Op 12 februari 2008 stuurt [eiser] drie additional loan agreements 13, 14 en 15 aan [gedaagde] met verzoek deze te ondertekenen. Het betreft volgens die overeenkomsten een op 6 maart 2007 aan Eagle geleend bedrag van 100.000 euro (nr. 13), een op 28 maart 2007 aan Eagle betaald bedrag van 150.000 euro (nr. 14) en een in 2007 rechtstreeks aan Minardi USA betaald bedrag van 1.750.000 dollar en rechtstreeks aan derden voldane bedragen van in totaal 130.000 euro (nr. 15).
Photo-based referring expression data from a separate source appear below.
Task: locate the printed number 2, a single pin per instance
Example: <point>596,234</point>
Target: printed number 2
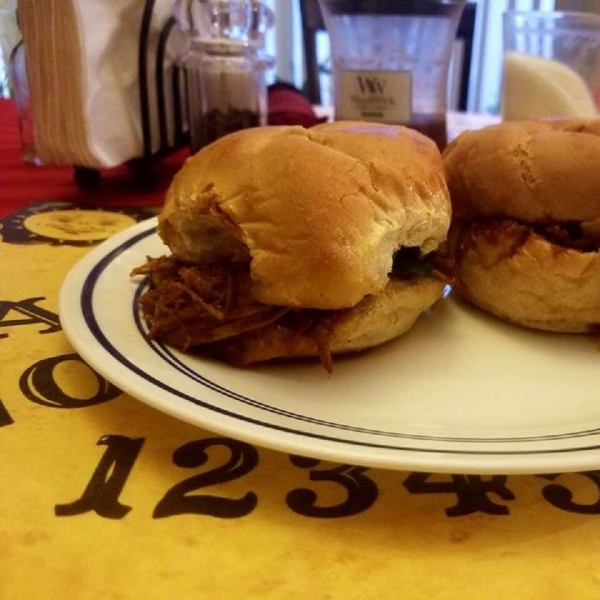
<point>243,458</point>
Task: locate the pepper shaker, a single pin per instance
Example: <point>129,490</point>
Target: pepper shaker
<point>227,89</point>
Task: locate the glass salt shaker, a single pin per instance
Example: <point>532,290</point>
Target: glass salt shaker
<point>227,88</point>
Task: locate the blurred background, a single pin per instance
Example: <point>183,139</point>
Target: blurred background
<point>287,40</point>
<point>484,69</point>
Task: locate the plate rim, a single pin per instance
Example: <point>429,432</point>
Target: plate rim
<point>344,451</point>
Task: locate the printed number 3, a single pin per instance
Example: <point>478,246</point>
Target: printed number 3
<point>361,491</point>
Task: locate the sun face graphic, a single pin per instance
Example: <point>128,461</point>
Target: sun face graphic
<point>77,225</point>
<point>61,223</point>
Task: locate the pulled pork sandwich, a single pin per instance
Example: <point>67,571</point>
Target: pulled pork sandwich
<point>526,204</point>
<point>289,242</point>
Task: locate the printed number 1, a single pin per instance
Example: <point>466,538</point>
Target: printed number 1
<point>108,480</point>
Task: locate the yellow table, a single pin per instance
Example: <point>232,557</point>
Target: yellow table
<point>104,498</point>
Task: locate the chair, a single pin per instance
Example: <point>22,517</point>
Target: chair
<point>312,23</point>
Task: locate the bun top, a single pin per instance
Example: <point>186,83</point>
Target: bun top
<point>531,171</point>
<point>319,212</point>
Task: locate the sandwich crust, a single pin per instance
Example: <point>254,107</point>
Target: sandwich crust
<point>318,213</point>
<point>516,274</point>
<point>526,198</point>
<point>529,171</point>
<point>373,321</point>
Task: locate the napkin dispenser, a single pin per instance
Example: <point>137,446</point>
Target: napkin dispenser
<point>104,81</point>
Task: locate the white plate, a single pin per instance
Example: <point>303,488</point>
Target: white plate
<point>461,392</point>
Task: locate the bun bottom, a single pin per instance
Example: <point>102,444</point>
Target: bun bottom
<point>516,274</point>
<point>373,321</point>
Eagle en [gedaagde] hebben deze additionele leenovereenkomsten niet getekend.
2.14.
[eiser] stelt dat Eagle achterstallig is met de betaling van rente en aflossing, zodat het gehele bedrag opeisbaar is. Op basis van een door hem opgesteld overzicht (bijlage I,1,5) stelt hij tot en met 28 februari 2010 het bedrag van 13.446.613 euro aan leningen en rente te vorderen te hebben van Eagle, welk bedrag hij in procedure II van Eagle vordert met primair de contractuele rente van 5%, subsidiair de wettelijke rente vanaf 1 maart 2010.
2.15.
Eagle voert verweer. Zij stelt dat [eiser] via Eagle sponsor was van [gedaagde], maar dat alleen op verzoek van [eiser] de door [eiser] in dat kader betaalde gelden formeel zijn vastgelegd als leningen zonder dat daar een materiele grondslag voor was. Volgens Eagle hoopte [eiser] met de constructie van sponsoring als geldleningen fiscaal voordeel te behalen. Het was volgens Eagle uitdrukkelijk nooit de bedoeling dat de door [eiser] ten behoeve van [gedaagde] betaalde gelden daadwerkelijk zouden worden teruggevorderd; [eiser] zou dit ook aan [gedaagde] en Eagle verzekerd hebben. Subsidiair vindt Eagle een dergelijke incasso tegen beter weten in naar maatstaven van redelijkheid en billijkheid onaanvaardbaar. Voor zover de rechtbank daar anders over denkt, vordert Eagle in voorwaardelijke reconventie alle sponsorvoordelen die Eagle (in de veronderstelling dat [eiser] sponsor was), niet aan [eiser] in rekening heeft gebracht. Het gaat om een bedrag van 13.196.846 euro (bijlage II,1,5 en 6, zie de bijlage bij die factuur in I,16 /II,12). [eiser] heeft betwist enig bedrag aan Eagle verschuldigd te zijn.
2.16.
De rechtbank heeft ter comparitie geoordeeld dat gelet op de schriftelijke leenovereenkomsten er voorshands vanuit moet worden gegaan dat daarvan daadwerkelijk sprake was. Aan [gedaagde] is de gelegenheid geboden om bij wijze van tegenbewijs aannemelijk te maken dat de schriftelijke leenovereenkomsten uitsluitend bedoeld waren om materiële sponsering te dekken en het niet de bedoeling was om de als leningen genoemde bedragen daadwerkelijk terug te betalen. Tijdens pleidooi is door partijen voor de zekerheid bevestigd dat de bewijsopdracht in beide procedures is gegeven, dus zowel aan [gedaagde] als aan Eagle. [gedaagde] en Eagle hebben van de geboden bewijsmogelijkheid gebruik gemaakt. De rechtbank zal in de beoordeling de bewijsmiddelen nader beoordelen en daarbij tevens de verdere stellingen en weren van partijen in de bespreking betrekken voor zover deze aan het oordeel bijdragen.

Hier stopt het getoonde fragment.